There are hundreds more bad bridges in rural parts of the state than in the metro area. But comprehensive transportation and bonding bills that would finance long-neglected repair and replacement of them are now off the table until next year.

“What’s it going to take?” asks Glen Johnson of the International Union of Operating Engineers, whose members build roads and bridges. “How big of a tragedy will it take for our governor to wake up?”

Flood-ravaged rural southeastern Minnesota will have to wait for much-needed state relief, as well. Pawlenty’s early release of state aid to the area will help local governments keep cash flowing in the short term, but it does nothing to actually repair damaged homes, businesses and public infrastructure. FEMA estimates that cost at $68 million, some of which must be picked up by new state funds.
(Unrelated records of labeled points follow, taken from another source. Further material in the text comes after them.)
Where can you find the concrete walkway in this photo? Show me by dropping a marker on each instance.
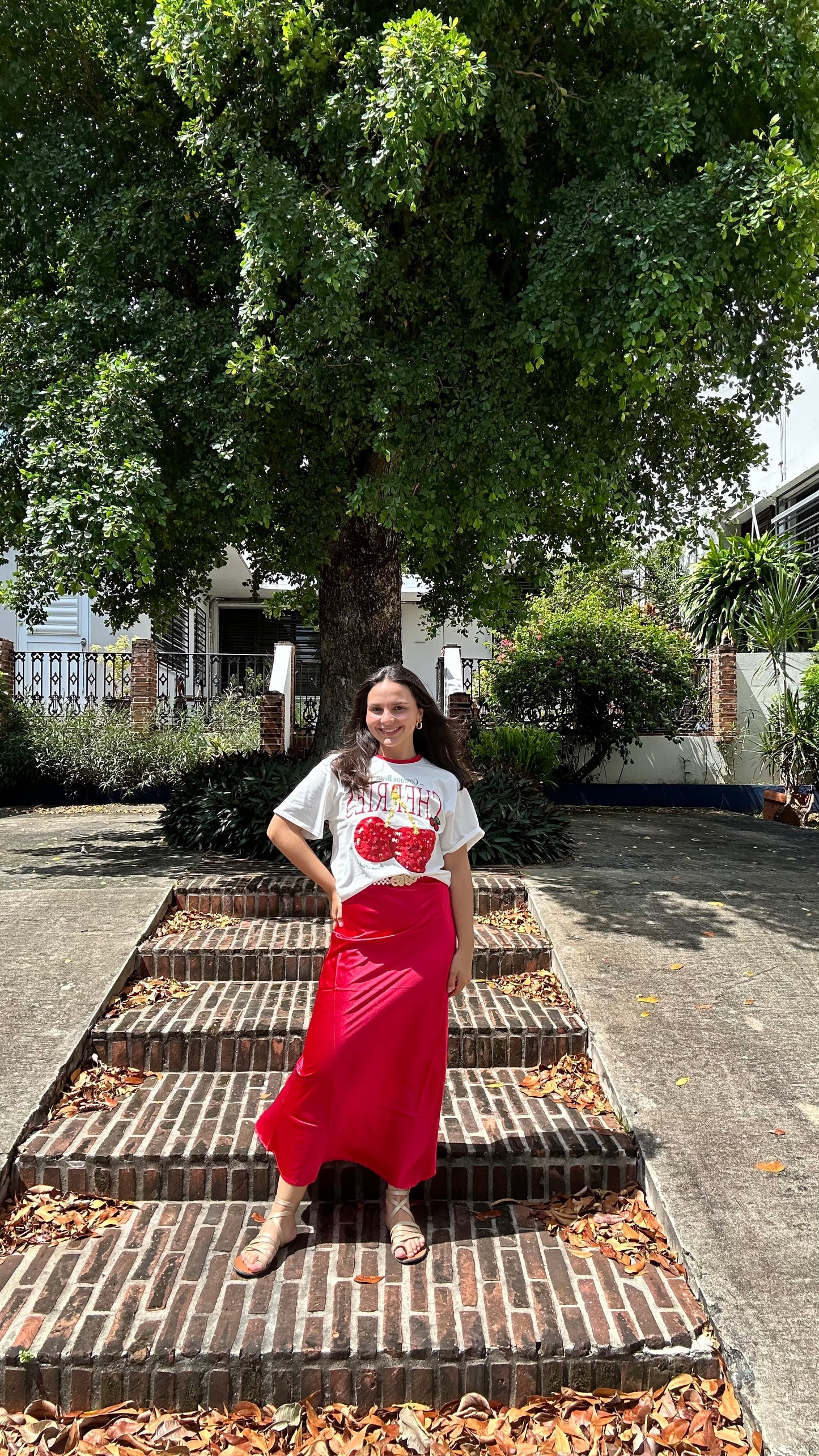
(76, 894)
(690, 944)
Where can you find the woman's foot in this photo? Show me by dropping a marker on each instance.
(279, 1228)
(407, 1241)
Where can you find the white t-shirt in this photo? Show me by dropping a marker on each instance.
(402, 823)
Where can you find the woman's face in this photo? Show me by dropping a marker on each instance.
(392, 717)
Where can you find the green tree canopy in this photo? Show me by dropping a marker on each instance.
(458, 295)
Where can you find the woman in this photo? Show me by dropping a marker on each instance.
(369, 1084)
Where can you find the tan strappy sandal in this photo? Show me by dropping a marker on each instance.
(269, 1239)
(402, 1229)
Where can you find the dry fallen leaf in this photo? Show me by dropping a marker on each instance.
(512, 919)
(540, 986)
(184, 922)
(691, 1414)
(147, 991)
(96, 1085)
(618, 1225)
(41, 1215)
(569, 1081)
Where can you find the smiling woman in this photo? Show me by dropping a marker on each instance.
(369, 1084)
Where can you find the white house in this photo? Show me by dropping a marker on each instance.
(232, 622)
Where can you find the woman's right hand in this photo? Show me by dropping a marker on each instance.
(336, 909)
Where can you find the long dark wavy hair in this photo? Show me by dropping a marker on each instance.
(438, 737)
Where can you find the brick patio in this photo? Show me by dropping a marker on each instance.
(152, 1311)
(245, 1027)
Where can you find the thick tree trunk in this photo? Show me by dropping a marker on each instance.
(359, 619)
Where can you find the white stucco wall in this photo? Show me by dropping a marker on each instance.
(695, 758)
(420, 653)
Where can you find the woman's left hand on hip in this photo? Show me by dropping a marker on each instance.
(460, 971)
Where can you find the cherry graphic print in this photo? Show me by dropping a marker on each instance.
(413, 848)
(374, 841)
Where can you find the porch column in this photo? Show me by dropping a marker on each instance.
(143, 682)
(277, 705)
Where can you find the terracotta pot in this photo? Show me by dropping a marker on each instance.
(774, 807)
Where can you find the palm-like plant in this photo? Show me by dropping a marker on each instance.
(789, 745)
(789, 748)
(726, 583)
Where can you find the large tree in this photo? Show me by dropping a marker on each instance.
(353, 288)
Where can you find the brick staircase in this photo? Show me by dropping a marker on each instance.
(152, 1311)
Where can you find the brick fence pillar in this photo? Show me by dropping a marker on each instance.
(723, 690)
(271, 715)
(461, 714)
(143, 682)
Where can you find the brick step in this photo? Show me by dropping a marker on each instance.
(190, 1135)
(260, 1027)
(295, 950)
(152, 1312)
(282, 893)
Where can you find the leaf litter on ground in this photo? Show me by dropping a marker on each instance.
(617, 1225)
(95, 1085)
(184, 922)
(512, 919)
(687, 1414)
(569, 1081)
(147, 991)
(541, 986)
(44, 1216)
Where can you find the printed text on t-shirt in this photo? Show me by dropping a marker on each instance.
(382, 797)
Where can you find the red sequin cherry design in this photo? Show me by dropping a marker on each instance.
(376, 841)
(413, 848)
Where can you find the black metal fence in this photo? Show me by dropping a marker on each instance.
(70, 682)
(202, 679)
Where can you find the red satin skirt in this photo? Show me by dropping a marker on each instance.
(369, 1085)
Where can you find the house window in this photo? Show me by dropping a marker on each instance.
(177, 636)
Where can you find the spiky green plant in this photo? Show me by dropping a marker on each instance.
(725, 586)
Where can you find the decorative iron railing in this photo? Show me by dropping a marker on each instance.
(200, 679)
(70, 682)
(476, 685)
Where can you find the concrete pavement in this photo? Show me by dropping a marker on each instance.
(690, 944)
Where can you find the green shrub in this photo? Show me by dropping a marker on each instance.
(524, 750)
(521, 825)
(226, 805)
(725, 586)
(100, 753)
(598, 676)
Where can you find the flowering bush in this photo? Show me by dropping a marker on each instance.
(598, 676)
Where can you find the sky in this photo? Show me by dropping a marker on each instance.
(800, 437)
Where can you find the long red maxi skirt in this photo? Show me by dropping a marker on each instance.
(369, 1085)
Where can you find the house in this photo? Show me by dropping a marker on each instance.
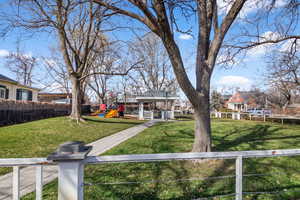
(13, 90)
(63, 98)
(242, 101)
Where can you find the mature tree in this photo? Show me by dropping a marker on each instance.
(22, 65)
(216, 101)
(162, 17)
(155, 72)
(104, 62)
(56, 76)
(284, 73)
(78, 28)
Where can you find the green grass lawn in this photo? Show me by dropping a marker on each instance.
(279, 174)
(39, 138)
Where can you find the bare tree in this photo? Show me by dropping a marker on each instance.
(22, 66)
(160, 17)
(77, 26)
(284, 73)
(56, 72)
(155, 72)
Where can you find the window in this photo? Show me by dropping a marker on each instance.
(2, 93)
(23, 94)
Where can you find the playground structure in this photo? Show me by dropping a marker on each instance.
(111, 114)
(157, 96)
(165, 112)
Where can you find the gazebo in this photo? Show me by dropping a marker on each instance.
(157, 96)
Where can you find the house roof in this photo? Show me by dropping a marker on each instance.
(240, 97)
(5, 78)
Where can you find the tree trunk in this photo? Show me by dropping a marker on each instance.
(202, 141)
(76, 98)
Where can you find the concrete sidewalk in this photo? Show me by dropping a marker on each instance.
(27, 174)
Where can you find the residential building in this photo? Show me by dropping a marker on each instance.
(64, 98)
(13, 90)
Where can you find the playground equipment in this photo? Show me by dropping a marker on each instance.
(111, 114)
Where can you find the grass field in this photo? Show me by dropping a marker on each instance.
(276, 174)
(39, 138)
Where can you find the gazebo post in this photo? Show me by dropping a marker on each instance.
(141, 111)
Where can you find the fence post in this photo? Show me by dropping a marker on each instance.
(69, 157)
(239, 178)
(16, 183)
(39, 182)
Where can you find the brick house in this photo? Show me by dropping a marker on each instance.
(13, 90)
(242, 101)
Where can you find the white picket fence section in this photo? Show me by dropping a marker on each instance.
(71, 173)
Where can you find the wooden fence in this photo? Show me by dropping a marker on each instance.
(13, 112)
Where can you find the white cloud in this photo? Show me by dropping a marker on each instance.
(3, 53)
(263, 49)
(231, 82)
(250, 6)
(185, 36)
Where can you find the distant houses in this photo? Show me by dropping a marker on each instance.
(243, 101)
(62, 98)
(13, 90)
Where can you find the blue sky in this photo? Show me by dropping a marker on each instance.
(247, 74)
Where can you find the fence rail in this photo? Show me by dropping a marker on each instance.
(247, 116)
(71, 172)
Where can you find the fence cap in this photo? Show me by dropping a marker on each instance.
(72, 150)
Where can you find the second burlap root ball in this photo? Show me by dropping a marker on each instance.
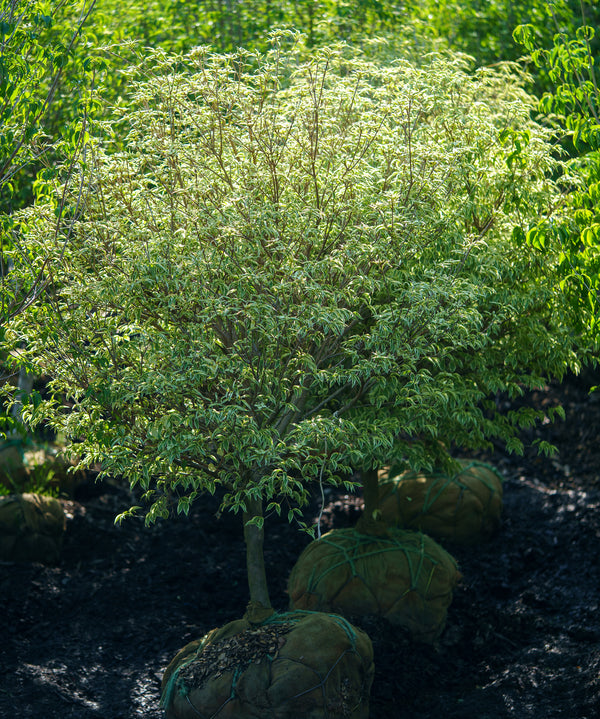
(297, 664)
(462, 507)
(405, 577)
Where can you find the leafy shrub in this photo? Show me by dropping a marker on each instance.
(291, 267)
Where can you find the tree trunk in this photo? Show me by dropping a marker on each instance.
(260, 604)
(370, 522)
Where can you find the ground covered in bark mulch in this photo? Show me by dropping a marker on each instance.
(90, 637)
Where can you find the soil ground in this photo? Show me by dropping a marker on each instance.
(90, 637)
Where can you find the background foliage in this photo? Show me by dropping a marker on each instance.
(294, 267)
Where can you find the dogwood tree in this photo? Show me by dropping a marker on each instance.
(297, 267)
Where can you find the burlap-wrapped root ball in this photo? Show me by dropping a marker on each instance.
(405, 577)
(31, 528)
(464, 507)
(296, 664)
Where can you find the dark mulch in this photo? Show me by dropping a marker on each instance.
(91, 637)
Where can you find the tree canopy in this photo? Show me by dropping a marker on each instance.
(293, 266)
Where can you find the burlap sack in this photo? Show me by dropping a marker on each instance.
(405, 577)
(297, 665)
(464, 507)
(31, 528)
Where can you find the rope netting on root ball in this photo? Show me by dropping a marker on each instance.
(296, 664)
(464, 507)
(31, 528)
(403, 576)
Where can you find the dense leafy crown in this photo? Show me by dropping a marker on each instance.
(298, 267)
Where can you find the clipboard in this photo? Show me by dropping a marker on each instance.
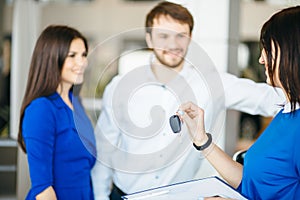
(193, 190)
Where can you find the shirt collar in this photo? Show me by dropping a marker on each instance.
(287, 107)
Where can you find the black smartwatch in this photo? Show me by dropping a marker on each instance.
(204, 146)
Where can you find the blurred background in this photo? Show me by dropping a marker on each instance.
(228, 30)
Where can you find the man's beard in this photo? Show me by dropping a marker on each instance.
(175, 65)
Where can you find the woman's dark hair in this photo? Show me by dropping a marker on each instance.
(282, 31)
(50, 52)
(176, 11)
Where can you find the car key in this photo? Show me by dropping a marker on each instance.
(175, 123)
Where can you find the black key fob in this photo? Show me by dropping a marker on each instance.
(175, 123)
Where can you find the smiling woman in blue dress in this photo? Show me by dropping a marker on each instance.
(54, 130)
(272, 164)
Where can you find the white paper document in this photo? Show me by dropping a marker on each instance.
(190, 190)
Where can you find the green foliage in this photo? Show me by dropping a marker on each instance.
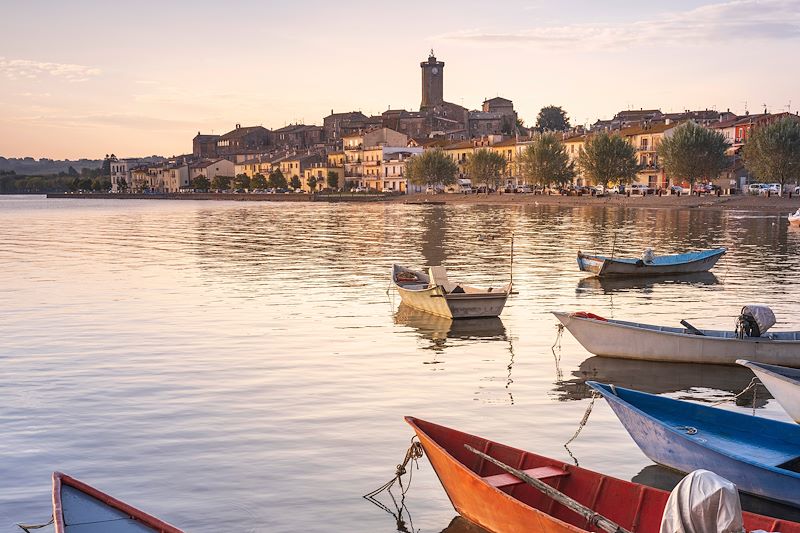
(276, 180)
(772, 152)
(552, 118)
(485, 166)
(431, 167)
(221, 182)
(693, 152)
(607, 159)
(241, 181)
(545, 161)
(333, 179)
(258, 181)
(201, 183)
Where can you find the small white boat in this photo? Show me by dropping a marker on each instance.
(794, 218)
(435, 294)
(783, 383)
(78, 507)
(632, 340)
(649, 264)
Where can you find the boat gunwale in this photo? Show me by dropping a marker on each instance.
(60, 479)
(652, 328)
(601, 388)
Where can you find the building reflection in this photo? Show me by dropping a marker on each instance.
(709, 382)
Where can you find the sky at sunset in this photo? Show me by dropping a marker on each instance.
(82, 78)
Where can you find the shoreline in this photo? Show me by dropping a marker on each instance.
(774, 205)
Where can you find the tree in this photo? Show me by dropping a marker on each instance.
(201, 183)
(552, 118)
(693, 152)
(486, 166)
(221, 183)
(608, 158)
(276, 180)
(258, 181)
(772, 152)
(432, 167)
(545, 161)
(333, 179)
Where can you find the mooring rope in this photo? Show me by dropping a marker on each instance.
(28, 527)
(581, 424)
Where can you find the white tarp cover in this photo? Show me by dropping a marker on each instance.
(762, 314)
(703, 502)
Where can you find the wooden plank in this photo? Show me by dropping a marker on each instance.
(541, 472)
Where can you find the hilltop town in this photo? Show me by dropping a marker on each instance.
(353, 151)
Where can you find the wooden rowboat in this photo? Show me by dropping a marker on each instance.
(80, 508)
(500, 502)
(660, 265)
(761, 456)
(632, 340)
(783, 383)
(433, 293)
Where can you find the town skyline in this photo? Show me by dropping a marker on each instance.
(66, 96)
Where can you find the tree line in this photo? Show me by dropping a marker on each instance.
(691, 154)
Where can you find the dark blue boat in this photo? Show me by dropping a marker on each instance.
(759, 455)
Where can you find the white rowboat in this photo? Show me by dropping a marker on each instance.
(783, 383)
(631, 340)
(435, 294)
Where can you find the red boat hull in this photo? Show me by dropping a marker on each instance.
(518, 507)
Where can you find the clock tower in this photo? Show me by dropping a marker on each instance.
(432, 82)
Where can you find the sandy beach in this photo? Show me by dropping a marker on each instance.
(775, 205)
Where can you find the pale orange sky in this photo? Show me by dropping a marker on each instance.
(86, 78)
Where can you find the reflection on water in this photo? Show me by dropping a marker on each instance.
(144, 342)
(643, 283)
(719, 381)
(666, 479)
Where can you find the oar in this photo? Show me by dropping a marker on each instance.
(593, 518)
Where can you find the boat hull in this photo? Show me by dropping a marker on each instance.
(615, 339)
(520, 508)
(782, 383)
(666, 265)
(673, 444)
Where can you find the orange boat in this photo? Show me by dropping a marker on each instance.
(500, 502)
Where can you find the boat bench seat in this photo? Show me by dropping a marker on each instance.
(541, 472)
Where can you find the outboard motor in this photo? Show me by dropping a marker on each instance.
(754, 321)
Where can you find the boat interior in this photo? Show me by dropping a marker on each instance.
(603, 494)
(756, 440)
(413, 280)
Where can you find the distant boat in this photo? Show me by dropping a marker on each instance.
(761, 456)
(632, 340)
(433, 293)
(78, 507)
(794, 218)
(783, 383)
(657, 265)
(502, 503)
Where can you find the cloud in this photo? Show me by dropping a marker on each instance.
(26, 69)
(734, 21)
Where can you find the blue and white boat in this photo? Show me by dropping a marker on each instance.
(649, 264)
(761, 456)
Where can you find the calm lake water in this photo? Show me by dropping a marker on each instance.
(230, 366)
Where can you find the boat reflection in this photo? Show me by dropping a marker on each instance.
(708, 382)
(438, 330)
(666, 479)
(459, 524)
(647, 283)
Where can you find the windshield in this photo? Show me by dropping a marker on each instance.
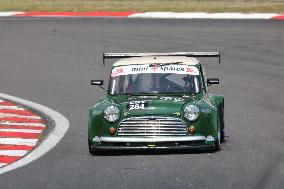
(143, 82)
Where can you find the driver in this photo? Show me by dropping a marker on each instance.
(146, 83)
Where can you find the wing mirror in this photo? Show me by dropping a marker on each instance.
(212, 81)
(97, 82)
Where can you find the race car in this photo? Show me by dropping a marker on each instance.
(157, 101)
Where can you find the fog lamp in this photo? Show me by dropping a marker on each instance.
(112, 130)
(191, 129)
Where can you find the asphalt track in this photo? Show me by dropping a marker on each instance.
(51, 62)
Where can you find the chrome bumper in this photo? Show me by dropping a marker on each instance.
(152, 139)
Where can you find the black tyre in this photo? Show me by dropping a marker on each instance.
(91, 151)
(218, 142)
(222, 123)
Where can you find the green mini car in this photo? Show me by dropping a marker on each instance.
(157, 101)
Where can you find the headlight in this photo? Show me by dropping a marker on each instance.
(191, 112)
(111, 113)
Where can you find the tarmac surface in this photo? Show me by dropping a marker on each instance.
(52, 60)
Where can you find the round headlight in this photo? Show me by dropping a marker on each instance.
(111, 113)
(191, 112)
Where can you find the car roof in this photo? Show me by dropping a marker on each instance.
(157, 60)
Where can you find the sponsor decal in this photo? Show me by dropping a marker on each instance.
(154, 68)
(175, 99)
(209, 138)
(137, 105)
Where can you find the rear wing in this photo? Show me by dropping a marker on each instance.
(187, 54)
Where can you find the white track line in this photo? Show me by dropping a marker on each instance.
(18, 141)
(11, 108)
(2, 164)
(13, 152)
(22, 124)
(61, 125)
(18, 116)
(21, 130)
(203, 15)
(9, 13)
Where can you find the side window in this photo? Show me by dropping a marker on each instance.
(204, 78)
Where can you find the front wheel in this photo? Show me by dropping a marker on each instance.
(91, 151)
(218, 141)
(222, 124)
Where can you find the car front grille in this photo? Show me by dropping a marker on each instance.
(152, 126)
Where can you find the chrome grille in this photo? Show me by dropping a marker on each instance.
(152, 127)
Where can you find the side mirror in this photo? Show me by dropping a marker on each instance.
(213, 81)
(97, 82)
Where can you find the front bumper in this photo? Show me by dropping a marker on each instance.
(159, 143)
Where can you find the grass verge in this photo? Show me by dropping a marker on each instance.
(246, 6)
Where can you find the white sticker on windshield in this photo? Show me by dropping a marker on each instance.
(154, 68)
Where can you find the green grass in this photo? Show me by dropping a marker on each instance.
(144, 5)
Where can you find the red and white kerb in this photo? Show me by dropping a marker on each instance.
(20, 130)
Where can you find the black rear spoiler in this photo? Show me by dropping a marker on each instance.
(187, 54)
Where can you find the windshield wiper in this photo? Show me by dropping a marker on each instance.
(164, 64)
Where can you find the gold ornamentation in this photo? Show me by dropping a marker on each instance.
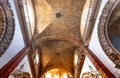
(6, 25)
(105, 44)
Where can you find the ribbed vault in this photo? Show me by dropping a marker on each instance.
(57, 33)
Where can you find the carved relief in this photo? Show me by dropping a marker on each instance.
(106, 46)
(6, 25)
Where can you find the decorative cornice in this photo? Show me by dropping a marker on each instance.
(8, 24)
(105, 44)
(11, 65)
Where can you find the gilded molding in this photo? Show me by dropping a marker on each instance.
(8, 25)
(105, 44)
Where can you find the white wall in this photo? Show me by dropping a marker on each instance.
(17, 43)
(26, 67)
(96, 48)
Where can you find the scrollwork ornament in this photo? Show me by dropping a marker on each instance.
(105, 44)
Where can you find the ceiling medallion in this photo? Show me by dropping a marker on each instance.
(105, 44)
(6, 25)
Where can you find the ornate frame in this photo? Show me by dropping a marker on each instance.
(102, 34)
(9, 25)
Gone, too, is the hope of many homeowners in Greater Minnesota for property tax relief via increased local government aid. According to the Coalition of Greater Minnesota Cities, 70 municipalities outside the Twin Cities, places such as Bemidji and Worthington, would reap more than $25 million from revival of the bipartisan tax bill that won large legislative majorities last spring. For example, the bill’s increased state aid would allow Winona to slash its proposed 16 percent increase in property taxes all the way to 2 percent.

Pawlenty has said he supports the bill’s closing of corporate tax loopholes and the relief for local property taxpayers that it would fund, but he vetoed those provisions last spring in a side dispute over how to forecast the state’s budget.

Whatever the governor’s motivation, the winners again were big businesses and the wealthy and the losers were ordinary Minnesota taxpayers. They, by the way, have been forking over more than $1 billion a year in property taxes just for local roads and bridges.

Which brings us back to the reasons a special session was being discussed at all. Those who have watched the deterioration of Minnesota’s roads and bridges most closely say it reached crisis stage long before Aug. 1.

Bipartisan legislators responded with comprehensive transportation funding in 2005 and this year, only to be rebuffed by Pawlenty vetoes.

Fortunately, time hasn’t run out. The governor and legislative leaders should come together for a bipartisan special session that addresses the state’s emergency needs while laying out a vision for Minnesota’s future.